Oh blog blog blog...
Haven't been here for a while, have I?
No worries, back now, albeit briefly. So, why? Mostly, it seems, because I have far better things to be doing, but don't particularly want to do any of them. There's also the issue of a small warning I must ask you all to heed - when placing an order at Amazon, don't think that just because they've taken your order, they'll actually be able to get what you want. I know the camera was being replaced, but if you can't get the thing, don't take the order, ok Amazon? Caused me more than a little anguish, that particular trick. No worries, though, getting a better and more expensive camera from lovely Dabs, even if they're not going to send it for about 4 years. Ok, more like 4 weeks. Hope they don't turn around and let me down too... Amazon, it has to be said, have managed to regain a very little bit of the respect I had for them by dropping the price of a book I have on pre-order, but it's not enough. It NOT ENOUGH, y'hear? Good. Glad we could sort that out.
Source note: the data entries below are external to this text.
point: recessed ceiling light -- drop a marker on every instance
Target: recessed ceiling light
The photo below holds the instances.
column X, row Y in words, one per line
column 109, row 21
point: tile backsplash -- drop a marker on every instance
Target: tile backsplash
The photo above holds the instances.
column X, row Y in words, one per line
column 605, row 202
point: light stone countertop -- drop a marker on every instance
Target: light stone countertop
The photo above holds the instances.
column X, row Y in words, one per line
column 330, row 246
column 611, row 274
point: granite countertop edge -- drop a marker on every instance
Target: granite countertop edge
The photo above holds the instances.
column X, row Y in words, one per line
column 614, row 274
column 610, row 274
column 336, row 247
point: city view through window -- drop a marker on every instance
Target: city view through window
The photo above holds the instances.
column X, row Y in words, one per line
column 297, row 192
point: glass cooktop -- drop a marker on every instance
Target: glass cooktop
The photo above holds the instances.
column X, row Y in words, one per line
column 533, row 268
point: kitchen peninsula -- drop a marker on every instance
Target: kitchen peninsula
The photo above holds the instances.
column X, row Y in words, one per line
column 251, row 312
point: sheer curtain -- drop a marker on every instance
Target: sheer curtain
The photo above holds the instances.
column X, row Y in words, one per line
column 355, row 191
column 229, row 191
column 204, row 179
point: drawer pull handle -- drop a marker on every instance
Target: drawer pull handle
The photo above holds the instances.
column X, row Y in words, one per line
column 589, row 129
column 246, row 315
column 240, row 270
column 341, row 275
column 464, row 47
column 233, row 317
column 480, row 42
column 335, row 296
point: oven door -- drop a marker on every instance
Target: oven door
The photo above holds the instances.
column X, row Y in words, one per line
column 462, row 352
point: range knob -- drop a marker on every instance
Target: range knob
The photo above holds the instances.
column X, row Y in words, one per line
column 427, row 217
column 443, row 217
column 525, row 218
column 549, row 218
Listening to Enema of the State by Blink182 for the first time in a long time. Just remembered I have all sorts of things that need to be done today, and I haven't done any of them. Oh well, there's always tomorrow. It's getting dark outside. Or at least it feels like it's getting dark. Shouldn't be sunset for another three hours or so, but I can feel the night coming, creeping up on me, darkness unfolding to envelop me. Run!

Tuesday, July 27, 2004

By the way...
That graphic novel I ordered (May 19th) never turned up. Must find out what happened to that...
Let's all say a big "hello!!" to Julian and his blog
My friend Julian, fellow PhD student, had never heard of blogging. I set him straight, and now he's joined the massed ranks of the blogging public. All hail the new blood, etc.